The system will then be found to regulate the relationship of all the individuals in that society; it
will
provide such adaptation to the physical environment as to make possible an ordered social life; it
is, in short, a method of survival.
Anthropologists no longer merely record and compare interesting customs, they
compare total
patterns, the web of thought and action. It is this web rather than any elaborate system of
government that holds primitive societies together. Its bonds are internal—the habits of
thought, of
obligation, and of custom shape attitudes and behaviour.
This interior force is as real and authoritative as the external environment. The
two together
constitute the very nature of man in any particular society. This sum total of customs, rules,
beliefs, marriage systems, and so on is called the culture of that society.
Culture maintains and enhances
life.
It builds up and strengthens
the group and helps it to satisfy its needs.
Culture, then, is the integrated system of learned behaviour patterns characteristic
of the members
of a society. It constitutes the way of life of any given social group. It is also a social heritage,
transmitted from generation to generation and instilled into the minds of the young not only by
education and initiation, but by the long, unconscious conditioning whereby each individual
becomes the person he ultimately is. It thus becomes a form of social heredity.
Such an interpretation of the structure of the social organism is called 'functionalism'.
The function
of culture as a whole is to unite the individual human beings into more or less stable social
structures, i.e. stable systems of groups determining and regulating the relations of those
individuals to one another, and providing such external adaptation to the physical environment, and
such internal adaptation between the component individuals or groups as to make possible an
ordered social life. That assumption, I believe to be a sort of primary postulate of any objective and
scientific study of human society.
It must be realized that such a pattern of society is an evolved harmonious
whole. It survives and
flourishes because it successfully maintains solidarity among its members, and to attain this, the
institutions interacting within that society and constituting it contribute to that solidarity. The
people
concerned in such a society do not, of course, see the model constructed to explain it to the
Western student of anthropology. The analysis into a pattern of institutional relationships is one
thing, the actual working of the system is not realized to be 'a system' at all by the people within
it.
It is just the usual way things get done. The scheme as worked out by the functionalist would
be
quite unintelligible to them, for they would not be interested in considering the kind of questions
with which the anthropologist is concerned.

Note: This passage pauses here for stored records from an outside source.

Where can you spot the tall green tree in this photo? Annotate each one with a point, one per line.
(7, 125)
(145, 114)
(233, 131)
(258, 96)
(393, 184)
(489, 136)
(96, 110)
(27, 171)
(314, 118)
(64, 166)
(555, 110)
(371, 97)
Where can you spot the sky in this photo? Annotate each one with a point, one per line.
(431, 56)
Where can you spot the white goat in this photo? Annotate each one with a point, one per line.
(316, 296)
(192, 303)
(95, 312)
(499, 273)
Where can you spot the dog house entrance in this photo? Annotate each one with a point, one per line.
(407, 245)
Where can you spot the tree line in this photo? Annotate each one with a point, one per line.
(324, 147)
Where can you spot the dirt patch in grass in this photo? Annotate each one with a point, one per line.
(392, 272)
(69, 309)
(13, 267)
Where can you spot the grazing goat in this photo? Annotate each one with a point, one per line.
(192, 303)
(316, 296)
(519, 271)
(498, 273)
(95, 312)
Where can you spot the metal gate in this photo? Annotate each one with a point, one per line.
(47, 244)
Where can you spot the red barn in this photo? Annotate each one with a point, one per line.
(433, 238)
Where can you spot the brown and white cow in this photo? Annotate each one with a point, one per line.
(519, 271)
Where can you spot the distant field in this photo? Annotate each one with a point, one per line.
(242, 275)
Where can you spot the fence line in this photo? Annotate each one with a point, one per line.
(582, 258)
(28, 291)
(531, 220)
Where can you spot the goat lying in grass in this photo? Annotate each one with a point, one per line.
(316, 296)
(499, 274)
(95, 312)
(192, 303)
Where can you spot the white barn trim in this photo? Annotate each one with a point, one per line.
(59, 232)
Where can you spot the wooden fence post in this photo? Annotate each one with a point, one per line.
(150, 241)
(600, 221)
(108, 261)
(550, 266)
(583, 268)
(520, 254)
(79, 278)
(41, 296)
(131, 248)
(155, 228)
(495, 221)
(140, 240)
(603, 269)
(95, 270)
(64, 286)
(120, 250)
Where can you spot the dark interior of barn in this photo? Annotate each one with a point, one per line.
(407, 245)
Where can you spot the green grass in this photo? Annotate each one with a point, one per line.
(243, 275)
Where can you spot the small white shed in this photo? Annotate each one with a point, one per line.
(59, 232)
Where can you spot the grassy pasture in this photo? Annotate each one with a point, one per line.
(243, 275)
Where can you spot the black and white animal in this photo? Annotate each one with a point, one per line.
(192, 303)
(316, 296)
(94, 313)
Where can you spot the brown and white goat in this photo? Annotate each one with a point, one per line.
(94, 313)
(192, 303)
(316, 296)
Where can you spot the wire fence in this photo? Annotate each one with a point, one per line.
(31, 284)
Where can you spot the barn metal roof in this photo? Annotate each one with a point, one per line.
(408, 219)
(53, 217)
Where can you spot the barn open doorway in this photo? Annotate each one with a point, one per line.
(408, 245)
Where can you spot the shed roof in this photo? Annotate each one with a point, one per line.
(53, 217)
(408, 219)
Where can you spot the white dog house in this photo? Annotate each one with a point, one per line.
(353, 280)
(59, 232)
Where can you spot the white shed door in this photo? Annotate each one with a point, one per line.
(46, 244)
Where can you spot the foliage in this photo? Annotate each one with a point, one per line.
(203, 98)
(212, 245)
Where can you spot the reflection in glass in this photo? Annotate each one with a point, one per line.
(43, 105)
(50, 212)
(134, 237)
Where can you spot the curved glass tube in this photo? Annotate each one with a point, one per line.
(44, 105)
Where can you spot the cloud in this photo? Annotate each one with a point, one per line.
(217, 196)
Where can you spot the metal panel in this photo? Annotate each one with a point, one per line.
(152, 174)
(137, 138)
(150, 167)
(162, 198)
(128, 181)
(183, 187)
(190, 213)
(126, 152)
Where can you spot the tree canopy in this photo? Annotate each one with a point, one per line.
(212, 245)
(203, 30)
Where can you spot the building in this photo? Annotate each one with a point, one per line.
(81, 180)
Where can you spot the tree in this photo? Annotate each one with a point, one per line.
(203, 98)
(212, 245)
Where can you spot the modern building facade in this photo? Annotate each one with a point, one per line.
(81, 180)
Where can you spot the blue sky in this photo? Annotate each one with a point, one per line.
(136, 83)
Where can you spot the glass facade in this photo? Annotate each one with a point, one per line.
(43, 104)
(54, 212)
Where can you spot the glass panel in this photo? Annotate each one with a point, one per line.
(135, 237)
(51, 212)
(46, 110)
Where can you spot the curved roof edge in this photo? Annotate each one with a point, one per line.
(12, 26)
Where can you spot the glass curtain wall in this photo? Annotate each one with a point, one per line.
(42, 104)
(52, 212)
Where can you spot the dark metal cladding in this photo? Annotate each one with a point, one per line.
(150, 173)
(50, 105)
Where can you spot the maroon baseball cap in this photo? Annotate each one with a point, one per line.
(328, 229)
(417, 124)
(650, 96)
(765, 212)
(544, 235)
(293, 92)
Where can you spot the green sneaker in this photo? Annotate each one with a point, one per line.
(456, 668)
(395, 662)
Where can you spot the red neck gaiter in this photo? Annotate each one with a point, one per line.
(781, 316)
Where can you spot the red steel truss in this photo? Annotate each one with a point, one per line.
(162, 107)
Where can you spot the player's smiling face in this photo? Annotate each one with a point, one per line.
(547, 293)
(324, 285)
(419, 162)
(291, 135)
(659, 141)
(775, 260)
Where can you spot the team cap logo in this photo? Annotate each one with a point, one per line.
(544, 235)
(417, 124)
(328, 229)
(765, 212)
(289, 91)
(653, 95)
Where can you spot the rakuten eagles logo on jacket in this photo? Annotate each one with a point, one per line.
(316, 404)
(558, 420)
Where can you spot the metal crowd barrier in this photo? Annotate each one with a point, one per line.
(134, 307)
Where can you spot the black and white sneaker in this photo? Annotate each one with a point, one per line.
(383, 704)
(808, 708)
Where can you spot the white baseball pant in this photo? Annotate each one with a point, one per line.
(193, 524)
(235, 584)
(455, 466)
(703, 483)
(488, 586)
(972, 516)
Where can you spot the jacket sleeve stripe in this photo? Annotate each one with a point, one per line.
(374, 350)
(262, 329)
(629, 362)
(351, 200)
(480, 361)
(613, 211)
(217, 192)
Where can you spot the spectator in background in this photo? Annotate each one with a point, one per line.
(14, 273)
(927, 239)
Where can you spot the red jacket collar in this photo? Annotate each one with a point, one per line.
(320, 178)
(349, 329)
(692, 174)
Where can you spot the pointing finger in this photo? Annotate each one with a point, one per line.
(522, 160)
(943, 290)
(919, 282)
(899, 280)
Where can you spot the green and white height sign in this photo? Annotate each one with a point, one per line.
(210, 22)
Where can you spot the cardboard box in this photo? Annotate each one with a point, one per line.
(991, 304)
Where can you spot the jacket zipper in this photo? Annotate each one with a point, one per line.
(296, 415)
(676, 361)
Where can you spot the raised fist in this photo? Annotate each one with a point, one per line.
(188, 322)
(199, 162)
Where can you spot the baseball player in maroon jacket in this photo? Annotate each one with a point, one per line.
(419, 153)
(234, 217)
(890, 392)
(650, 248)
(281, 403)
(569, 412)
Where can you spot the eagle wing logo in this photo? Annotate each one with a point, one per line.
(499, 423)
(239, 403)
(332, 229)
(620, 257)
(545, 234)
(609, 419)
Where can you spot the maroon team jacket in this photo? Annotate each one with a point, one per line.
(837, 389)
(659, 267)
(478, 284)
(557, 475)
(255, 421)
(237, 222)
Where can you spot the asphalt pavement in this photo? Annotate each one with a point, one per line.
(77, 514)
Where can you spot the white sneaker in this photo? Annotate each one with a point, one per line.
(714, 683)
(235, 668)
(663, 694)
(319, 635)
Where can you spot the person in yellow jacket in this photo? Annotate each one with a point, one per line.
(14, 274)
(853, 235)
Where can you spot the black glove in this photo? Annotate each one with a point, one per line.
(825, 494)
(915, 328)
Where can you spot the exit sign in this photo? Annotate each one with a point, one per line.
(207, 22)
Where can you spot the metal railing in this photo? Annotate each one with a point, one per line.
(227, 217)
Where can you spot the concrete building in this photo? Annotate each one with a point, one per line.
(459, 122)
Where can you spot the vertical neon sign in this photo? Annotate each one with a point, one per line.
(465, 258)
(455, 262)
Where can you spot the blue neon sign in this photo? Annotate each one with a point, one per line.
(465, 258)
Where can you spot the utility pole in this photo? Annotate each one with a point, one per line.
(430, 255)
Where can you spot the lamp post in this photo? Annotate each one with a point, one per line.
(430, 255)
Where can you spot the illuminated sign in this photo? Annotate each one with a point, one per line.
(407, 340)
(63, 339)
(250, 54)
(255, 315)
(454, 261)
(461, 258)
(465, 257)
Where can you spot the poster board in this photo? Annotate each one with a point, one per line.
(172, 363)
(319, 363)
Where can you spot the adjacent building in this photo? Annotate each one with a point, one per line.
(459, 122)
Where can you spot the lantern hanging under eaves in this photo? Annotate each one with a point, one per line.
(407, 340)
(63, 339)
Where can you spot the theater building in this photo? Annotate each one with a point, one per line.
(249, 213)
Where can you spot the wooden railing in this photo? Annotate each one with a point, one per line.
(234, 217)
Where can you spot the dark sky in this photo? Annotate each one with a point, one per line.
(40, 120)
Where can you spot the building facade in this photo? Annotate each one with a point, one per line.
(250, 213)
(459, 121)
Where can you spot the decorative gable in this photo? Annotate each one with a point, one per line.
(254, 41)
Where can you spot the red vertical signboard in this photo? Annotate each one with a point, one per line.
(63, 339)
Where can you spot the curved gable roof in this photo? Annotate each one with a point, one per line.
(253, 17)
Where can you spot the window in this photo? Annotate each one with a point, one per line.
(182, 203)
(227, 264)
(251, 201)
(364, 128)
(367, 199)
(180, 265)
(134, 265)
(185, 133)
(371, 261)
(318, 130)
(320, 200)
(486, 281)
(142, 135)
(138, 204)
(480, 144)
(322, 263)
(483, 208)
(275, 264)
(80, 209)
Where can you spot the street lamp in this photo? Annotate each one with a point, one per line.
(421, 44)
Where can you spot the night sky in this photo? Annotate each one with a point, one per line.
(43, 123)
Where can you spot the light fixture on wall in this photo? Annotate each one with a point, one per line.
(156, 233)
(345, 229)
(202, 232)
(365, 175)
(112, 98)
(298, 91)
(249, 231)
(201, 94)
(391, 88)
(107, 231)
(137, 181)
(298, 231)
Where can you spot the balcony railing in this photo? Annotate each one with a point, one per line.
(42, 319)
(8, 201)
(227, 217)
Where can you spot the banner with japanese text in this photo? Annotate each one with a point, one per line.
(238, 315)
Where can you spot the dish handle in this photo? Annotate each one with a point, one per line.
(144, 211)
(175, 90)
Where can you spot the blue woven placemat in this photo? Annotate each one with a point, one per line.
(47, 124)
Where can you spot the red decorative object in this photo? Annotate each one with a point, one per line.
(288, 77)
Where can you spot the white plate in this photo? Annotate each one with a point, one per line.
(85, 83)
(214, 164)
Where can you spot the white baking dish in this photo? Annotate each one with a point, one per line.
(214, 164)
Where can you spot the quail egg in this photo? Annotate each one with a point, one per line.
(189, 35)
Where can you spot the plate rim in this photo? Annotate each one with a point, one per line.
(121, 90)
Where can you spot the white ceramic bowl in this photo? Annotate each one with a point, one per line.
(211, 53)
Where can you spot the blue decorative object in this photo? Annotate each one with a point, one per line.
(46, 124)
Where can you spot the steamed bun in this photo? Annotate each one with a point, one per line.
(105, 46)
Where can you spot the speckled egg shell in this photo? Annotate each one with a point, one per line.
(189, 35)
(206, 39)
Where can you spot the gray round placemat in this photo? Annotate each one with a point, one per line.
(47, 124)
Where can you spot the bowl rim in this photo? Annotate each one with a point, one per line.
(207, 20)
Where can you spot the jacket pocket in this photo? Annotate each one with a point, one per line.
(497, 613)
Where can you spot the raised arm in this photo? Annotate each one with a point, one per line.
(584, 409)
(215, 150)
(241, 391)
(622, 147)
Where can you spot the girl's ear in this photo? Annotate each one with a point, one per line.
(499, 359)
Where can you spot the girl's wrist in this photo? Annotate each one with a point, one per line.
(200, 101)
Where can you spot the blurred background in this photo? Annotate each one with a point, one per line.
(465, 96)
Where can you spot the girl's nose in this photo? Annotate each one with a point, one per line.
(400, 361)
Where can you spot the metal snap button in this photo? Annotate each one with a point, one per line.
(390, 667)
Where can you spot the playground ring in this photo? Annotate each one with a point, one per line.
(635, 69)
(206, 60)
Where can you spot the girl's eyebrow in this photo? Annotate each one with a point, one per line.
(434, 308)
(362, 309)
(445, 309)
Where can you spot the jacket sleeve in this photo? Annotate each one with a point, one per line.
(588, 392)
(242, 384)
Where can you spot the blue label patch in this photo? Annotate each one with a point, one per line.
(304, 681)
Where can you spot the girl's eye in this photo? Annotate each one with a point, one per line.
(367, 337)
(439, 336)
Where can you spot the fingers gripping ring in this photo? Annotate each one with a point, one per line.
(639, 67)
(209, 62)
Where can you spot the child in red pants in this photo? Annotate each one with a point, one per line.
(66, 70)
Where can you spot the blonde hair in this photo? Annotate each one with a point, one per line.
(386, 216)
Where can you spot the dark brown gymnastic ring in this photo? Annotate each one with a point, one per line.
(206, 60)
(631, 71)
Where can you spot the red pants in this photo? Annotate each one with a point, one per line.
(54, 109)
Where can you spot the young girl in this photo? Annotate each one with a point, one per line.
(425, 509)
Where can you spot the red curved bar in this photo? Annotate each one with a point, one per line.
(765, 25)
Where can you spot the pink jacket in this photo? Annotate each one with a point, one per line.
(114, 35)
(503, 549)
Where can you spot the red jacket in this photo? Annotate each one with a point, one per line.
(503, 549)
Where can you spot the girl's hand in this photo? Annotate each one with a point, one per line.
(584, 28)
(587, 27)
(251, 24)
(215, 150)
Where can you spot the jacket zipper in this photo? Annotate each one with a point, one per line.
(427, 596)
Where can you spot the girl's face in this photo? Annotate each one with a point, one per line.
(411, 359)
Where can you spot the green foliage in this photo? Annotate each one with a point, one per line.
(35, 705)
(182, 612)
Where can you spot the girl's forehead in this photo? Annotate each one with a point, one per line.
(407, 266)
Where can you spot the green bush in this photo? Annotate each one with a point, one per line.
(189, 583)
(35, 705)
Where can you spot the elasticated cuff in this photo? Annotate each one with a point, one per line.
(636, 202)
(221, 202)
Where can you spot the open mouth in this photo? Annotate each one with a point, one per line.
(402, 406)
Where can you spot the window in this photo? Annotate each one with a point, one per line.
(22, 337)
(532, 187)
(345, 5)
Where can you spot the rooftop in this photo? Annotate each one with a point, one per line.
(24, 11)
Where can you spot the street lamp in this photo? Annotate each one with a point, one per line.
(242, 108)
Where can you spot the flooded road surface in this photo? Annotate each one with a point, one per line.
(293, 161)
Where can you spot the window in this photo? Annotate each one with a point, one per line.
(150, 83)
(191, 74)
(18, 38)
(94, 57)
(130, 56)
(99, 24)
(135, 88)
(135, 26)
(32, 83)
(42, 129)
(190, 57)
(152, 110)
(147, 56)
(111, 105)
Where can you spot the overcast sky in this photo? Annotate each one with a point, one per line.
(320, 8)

Every culture, from that of a simple, food-gathering community like the Inuits to
our own, has three
fundamental aspects: the technological, the sociological, and the ideological.
The Technological.
This aspect of culture
is concerned with tools, materials, techniques, and, in our day,
machines. The tool is basic. The bronze axe is not only a superior instrument to the stone axe,
it carries with it a more complex economic and social structure. Cultures may be defined in
relation to their dependence upon such tools and techniques as the digging stick and spear,
the hoe and garden, the herd of cattle, the ox-drawn plough.
The Sociological.
This aspect of culture
involves the relationships into which men enter, especially in work and in
the family. These will always involve some form of co-operation, and may be basically free from
exploitation, as among very primitive tribes, or may reflect some form of conflict, domination
and subordination as in more advanced societies.
The Ideological.
This aspect of culture
comprises beliefs, rituals, magical practices, art, ethics, religious
practices, and myths. In developed civilizations it includes the philosophies and legal systems
of the society. Changes in technology and social organization will bring forth changes in the
ideas, beliefs, in fact the whole spiritual life of man, but such ideas will always react back on
the social organization. It is a reciprocal process.